Per quanto la voglia di iconizzarsi con gesti coraggiosi, espliciti e avventati fosse una volta una caratteristica fondamentale della sua personalità, le sue azioni erano belle, e guidate da una buonissima dose di istinto, così come il suo modo di cantare, scrivere e acconciarsi.
Questo è lo stesso ragazzo di prima. Qui lo vedete nell’anno di Riot Act. Solo un quadriennio e ruzzoliamo dentro a Pearl Jam. Sono poche le possibilità che se ti prende la fotta Ramones tra i 35 e i 40 anni ne venga fuori qualcosa di buono. Se fai l’impiegato può essere una cosa utile, se fai il cantante da 20 anni la situazione può solo peggiorare perchè ti metti a desiderare di stirare dei pezzi punk rock quando non è più il caso. L’esito potrebbe essere per esempio Riot Act, e se la zampa ce la mette pure Matt Cameron che fa l’autore siamo freschi tupà-tupà-tupà.
Risparmio riflessioni sui tagli di capelli medio-lungo e molto-corto perchè le troverei eccessive.
2013. Adesso il ragazzo porta una pettinatura seria, con un lecco che era sempre riuscito a nascondere e una barba molto signorile, e fa uscire Lightning Bolt. È per ora l’ultimo esito del trico-percorso musicale, ed è il risultato della perdita completa dello slego, lo slego che manca nel nuovo disco. E lo slego sta anche nei capelli (prendete in considerazione per un attimo anche i capelli degli altri Pearl jam oggi e osservate l’onda perfetta di capelli sulla tempia destra del ragazzo). Una volta arrivava Stone Gossard, ci metteva un pò di poesia, oppure Jeff Ament a tirar su un pò di legna, e lo slego era fatto per tutti. Dentro a Lighting Bolt sono tutti troppo presenti in ogni pezzo, sembra che non ci sia una canzone che carica la stufa in scioltezza. Ogni cosa è meccanica, ogni strumento s’incastra nell’altro come se fosse solo. Che sia un problema di produzione è possibile. Naturalmente ci sono mille eccezioni (Swallowed Whole, Yellow Moon e via dicendo) in cui qualcosa gira meglio e così anche il pezzo.

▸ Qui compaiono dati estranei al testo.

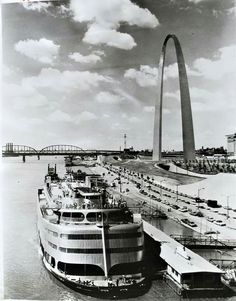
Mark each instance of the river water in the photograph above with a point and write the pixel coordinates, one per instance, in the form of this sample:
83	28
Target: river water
24	274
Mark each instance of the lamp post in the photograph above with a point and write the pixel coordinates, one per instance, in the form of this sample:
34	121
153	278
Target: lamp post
177	192
198	196
161	188
227	200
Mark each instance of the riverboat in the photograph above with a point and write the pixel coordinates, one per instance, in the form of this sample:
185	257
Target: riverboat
89	239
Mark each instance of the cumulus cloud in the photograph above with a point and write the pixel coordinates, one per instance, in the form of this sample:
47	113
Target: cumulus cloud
145	77
105	17
175	95
108	98
97	35
134	119
85	116
65	81
43	50
86	59
221	65
23	96
204	100
59	116
37	6
171	71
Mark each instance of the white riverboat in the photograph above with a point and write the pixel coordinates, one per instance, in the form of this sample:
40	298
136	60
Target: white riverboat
90	241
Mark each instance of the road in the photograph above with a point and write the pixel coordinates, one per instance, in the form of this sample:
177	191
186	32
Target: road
169	197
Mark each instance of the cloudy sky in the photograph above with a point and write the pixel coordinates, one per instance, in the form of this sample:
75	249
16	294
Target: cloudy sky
85	72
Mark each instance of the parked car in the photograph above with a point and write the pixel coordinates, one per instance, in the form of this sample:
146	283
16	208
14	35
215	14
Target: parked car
175	207
183	209
211	232
219	223
185	221
192	224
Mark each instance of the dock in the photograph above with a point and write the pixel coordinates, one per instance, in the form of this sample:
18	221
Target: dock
187	272
203	242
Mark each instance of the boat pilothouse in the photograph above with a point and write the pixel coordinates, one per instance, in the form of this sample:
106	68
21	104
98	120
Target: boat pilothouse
89	239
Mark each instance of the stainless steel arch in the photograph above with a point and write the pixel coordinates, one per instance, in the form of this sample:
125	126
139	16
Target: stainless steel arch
186	112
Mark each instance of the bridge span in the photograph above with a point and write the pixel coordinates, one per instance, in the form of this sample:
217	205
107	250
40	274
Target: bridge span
12	150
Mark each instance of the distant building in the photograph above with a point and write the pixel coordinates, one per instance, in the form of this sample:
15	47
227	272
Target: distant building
231	144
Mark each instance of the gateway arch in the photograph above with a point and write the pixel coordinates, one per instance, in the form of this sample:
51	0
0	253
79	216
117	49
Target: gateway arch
186	112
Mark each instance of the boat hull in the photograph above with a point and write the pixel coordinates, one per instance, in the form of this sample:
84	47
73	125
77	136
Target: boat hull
102	292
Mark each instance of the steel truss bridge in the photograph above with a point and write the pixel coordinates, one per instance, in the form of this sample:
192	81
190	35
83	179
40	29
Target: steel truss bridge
12	150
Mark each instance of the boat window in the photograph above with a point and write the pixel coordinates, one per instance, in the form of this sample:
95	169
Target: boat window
52	245
119	216
79	216
92	217
53	262
96	216
55	234
66	214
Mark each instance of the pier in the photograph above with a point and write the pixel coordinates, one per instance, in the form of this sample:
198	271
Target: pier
186	271
203	242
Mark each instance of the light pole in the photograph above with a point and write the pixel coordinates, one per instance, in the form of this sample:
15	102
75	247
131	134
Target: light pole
177	192
227	200
161	188
198	196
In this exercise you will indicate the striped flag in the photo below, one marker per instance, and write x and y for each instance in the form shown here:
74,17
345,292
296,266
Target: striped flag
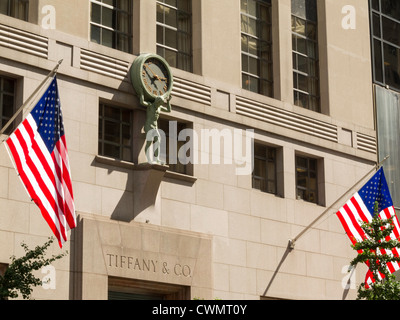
360,208
39,151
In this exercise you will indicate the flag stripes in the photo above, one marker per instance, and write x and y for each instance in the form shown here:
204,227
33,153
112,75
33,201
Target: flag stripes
45,173
359,209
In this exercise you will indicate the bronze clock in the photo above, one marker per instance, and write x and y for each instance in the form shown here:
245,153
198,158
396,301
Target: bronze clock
151,77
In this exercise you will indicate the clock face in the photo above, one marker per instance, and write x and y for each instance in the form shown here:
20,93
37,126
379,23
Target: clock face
156,77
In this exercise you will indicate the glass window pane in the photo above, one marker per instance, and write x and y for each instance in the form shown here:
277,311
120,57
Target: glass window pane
184,45
253,65
123,22
391,8
109,2
95,34
160,13
123,43
391,31
375,5
302,83
171,57
107,38
123,5
8,86
253,48
299,26
378,61
170,17
299,8
184,5
302,63
184,23
170,38
376,25
392,72
107,17
111,151
96,13
112,113
301,45
8,106
4,7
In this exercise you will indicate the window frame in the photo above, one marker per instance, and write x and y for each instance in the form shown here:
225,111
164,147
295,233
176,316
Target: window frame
382,42
3,118
246,56
185,63
266,160
307,188
101,132
185,169
115,32
312,99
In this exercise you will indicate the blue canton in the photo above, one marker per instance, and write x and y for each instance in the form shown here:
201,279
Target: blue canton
376,189
48,116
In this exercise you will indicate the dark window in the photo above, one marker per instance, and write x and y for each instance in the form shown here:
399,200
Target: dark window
7,98
115,132
306,179
111,24
257,75
174,33
385,30
264,174
305,54
15,8
171,157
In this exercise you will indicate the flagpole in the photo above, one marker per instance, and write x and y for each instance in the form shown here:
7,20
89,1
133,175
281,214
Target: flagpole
52,72
292,242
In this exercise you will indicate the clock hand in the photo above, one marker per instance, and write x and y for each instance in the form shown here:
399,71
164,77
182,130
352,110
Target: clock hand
155,75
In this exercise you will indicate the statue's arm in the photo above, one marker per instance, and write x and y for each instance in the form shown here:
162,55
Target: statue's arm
142,101
168,108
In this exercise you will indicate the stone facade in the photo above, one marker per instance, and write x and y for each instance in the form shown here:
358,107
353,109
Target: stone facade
210,233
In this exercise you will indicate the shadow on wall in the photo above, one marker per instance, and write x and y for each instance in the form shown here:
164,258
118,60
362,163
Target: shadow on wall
142,186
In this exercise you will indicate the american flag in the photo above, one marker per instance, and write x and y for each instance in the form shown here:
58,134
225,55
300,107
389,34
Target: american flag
39,151
360,208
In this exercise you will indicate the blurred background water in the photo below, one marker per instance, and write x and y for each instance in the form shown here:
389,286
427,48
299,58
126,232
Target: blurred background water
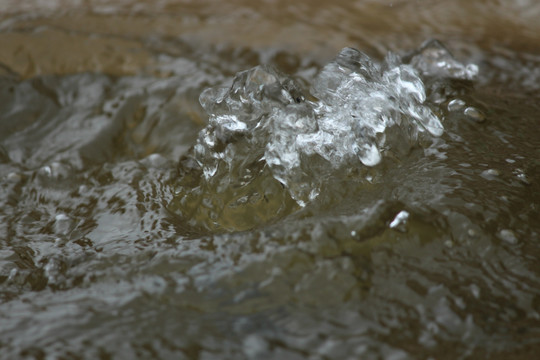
106,253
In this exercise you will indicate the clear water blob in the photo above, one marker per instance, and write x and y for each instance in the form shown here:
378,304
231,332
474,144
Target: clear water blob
434,59
266,145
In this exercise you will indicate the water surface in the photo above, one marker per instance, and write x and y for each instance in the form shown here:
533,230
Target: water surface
120,238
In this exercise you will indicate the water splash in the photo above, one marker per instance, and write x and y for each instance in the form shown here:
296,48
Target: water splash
361,111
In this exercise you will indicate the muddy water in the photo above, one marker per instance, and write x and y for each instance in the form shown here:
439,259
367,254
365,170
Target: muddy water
115,244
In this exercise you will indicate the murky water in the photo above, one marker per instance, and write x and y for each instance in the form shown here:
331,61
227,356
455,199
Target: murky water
344,206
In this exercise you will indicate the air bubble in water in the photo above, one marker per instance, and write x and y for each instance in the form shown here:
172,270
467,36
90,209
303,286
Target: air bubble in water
400,221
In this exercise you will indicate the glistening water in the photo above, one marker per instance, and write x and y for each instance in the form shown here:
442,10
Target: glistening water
269,180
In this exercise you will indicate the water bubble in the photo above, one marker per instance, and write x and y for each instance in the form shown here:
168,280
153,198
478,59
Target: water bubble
508,236
434,59
490,174
522,177
14,177
63,224
56,171
400,221
456,105
474,114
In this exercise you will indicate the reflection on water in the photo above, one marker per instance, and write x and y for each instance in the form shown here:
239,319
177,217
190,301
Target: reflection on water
429,252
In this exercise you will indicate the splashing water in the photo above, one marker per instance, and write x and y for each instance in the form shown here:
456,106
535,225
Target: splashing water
263,133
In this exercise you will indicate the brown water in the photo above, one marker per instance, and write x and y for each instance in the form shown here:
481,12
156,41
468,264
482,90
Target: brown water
103,255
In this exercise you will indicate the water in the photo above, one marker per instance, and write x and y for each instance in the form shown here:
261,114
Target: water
320,203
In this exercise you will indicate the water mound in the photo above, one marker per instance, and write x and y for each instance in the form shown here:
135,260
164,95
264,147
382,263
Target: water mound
267,147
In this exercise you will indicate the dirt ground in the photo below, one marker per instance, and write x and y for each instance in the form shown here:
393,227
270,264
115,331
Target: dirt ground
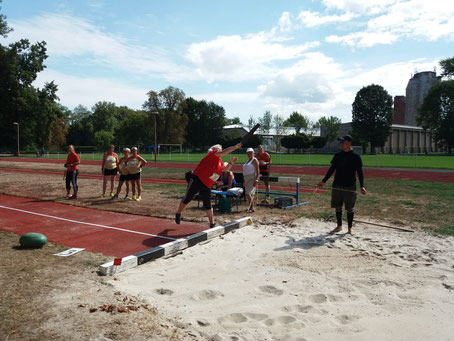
45,297
49,298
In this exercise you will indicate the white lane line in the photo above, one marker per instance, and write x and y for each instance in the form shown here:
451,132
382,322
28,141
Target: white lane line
84,223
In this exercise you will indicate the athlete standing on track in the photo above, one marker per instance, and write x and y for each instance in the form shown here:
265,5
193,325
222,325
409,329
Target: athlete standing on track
251,178
109,169
71,172
124,174
264,164
204,176
134,163
346,164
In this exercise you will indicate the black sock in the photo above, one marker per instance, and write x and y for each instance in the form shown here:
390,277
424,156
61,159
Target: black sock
339,217
350,219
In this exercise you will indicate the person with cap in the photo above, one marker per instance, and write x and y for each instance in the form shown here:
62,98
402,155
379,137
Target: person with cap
204,177
227,179
134,164
346,164
109,169
72,171
264,162
251,176
124,174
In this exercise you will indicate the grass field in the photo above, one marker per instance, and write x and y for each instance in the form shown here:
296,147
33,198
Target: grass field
403,202
379,160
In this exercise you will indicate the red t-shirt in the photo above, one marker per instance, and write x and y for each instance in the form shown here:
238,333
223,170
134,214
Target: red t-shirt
72,158
209,169
264,157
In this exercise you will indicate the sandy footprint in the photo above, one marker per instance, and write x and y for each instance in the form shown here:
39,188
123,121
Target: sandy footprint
346,319
206,295
318,298
269,289
233,318
257,317
162,291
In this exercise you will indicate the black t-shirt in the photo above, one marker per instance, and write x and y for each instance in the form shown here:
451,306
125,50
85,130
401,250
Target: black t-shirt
346,165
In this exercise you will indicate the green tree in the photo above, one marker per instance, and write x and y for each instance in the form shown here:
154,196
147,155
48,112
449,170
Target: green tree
265,122
329,127
103,139
104,116
447,67
206,117
297,121
4,29
278,124
33,108
171,120
251,121
437,113
235,120
372,115
318,141
135,129
296,141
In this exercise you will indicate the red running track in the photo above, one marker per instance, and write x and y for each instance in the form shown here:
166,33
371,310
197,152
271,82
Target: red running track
155,180
380,173
108,233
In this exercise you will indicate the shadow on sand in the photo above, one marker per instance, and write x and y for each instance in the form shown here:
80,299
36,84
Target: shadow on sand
311,242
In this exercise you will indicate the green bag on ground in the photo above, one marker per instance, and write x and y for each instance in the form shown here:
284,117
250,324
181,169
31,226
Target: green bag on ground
224,204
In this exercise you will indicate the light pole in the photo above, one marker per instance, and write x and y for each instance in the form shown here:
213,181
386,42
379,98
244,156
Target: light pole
155,113
18,152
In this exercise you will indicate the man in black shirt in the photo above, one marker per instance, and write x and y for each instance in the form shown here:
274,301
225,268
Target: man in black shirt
346,164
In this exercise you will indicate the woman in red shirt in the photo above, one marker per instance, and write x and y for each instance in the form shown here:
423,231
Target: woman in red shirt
71,172
204,176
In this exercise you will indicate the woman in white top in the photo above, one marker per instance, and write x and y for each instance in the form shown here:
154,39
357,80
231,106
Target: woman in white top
251,177
124,174
109,169
134,163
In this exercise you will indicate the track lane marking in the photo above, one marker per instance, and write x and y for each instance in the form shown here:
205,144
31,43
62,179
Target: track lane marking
85,223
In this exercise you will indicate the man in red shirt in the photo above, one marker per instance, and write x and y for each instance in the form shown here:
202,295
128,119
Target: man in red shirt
264,165
71,172
204,176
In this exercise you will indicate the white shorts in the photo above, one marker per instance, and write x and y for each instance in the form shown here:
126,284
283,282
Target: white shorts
249,182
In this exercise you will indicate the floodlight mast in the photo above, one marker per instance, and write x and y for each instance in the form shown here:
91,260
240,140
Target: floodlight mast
18,150
155,113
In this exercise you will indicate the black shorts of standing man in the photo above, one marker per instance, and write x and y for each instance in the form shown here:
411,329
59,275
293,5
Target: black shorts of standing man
346,164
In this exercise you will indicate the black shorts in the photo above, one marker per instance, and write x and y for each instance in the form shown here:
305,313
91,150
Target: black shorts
108,172
136,176
196,186
343,195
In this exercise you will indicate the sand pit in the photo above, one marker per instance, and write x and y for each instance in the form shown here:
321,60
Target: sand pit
297,283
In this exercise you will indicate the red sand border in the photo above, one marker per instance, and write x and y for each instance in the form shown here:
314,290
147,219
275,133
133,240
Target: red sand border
385,173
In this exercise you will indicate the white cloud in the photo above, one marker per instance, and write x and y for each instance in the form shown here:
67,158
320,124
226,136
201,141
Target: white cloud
75,90
68,36
317,85
363,39
239,58
311,19
359,6
230,97
416,19
285,22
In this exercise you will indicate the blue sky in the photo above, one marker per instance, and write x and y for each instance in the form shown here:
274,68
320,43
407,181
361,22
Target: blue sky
248,56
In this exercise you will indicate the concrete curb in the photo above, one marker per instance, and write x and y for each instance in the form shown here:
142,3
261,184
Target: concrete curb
129,262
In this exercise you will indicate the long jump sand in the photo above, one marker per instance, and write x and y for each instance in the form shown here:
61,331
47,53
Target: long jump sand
296,283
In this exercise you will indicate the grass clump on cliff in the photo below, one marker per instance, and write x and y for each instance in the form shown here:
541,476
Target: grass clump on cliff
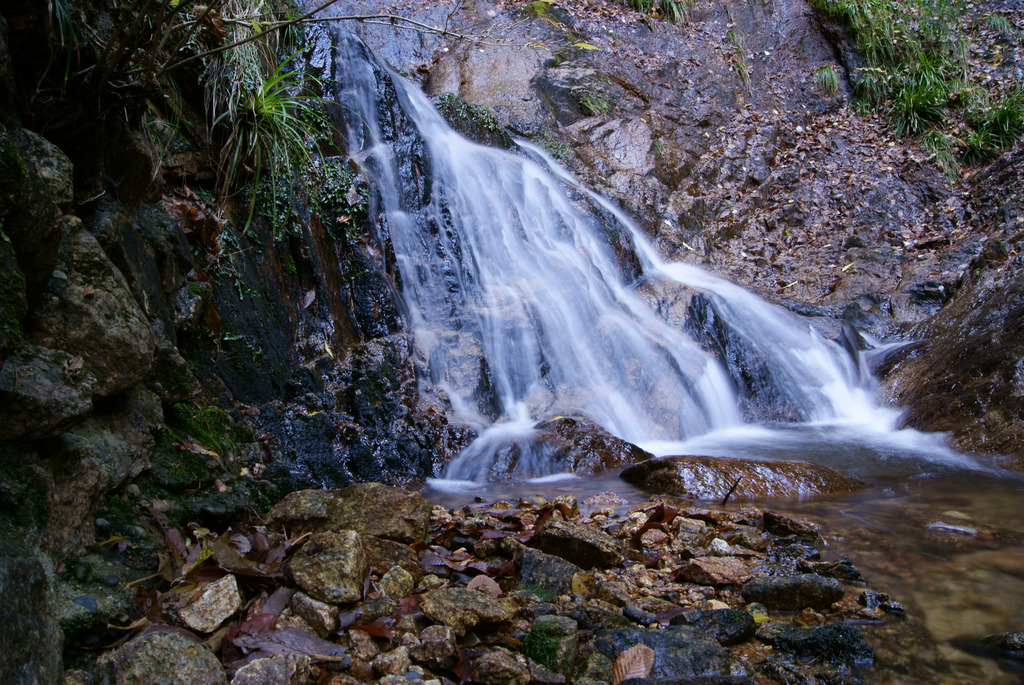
920,72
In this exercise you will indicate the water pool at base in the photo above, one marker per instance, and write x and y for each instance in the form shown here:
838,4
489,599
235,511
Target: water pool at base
949,547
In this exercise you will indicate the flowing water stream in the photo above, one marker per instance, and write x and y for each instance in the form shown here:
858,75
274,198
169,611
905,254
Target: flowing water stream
528,298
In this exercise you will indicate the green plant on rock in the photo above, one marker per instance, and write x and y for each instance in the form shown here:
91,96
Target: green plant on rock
913,111
918,71
827,80
943,150
593,103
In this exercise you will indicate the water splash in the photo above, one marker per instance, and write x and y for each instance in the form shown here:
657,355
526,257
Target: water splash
520,289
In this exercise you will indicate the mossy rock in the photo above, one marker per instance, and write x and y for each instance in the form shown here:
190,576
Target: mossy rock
473,121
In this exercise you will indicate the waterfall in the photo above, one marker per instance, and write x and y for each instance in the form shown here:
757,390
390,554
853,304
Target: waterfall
521,291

Non so se Sirens è il punto più alto del disco, è comunque un buon punto. Ma è lo standard con cui i PJ riescono a raggiungere il livello raggiunto in passato con i pezzi più lenti, uno standard già presente in Backspacer (Unthought Known), e che in Lightning Bolt viene impostato almeno due volte. Uno standard. Non voglio dire una volta non avevano standard, ma un pò si. Il legame che c’è tra l’eccesso di composizione dei pezzi e lo standard è il risultato dell’unione delle due cose: il tentativo di suonare precisi per uscire perfetti. E distruggere il CòRE di un eventuale buon disco, eventualmente escludendo Let The Records Play.
Lightning Bolt è un pò troppo pensato, ma non è un brutto album, è mediamente brutto, se Riot Act e Pearl Jam sono brutti. Staremo ad aspettare i nuovi capelli di Eddie Vedder tra qualche anno, per vedere come sono.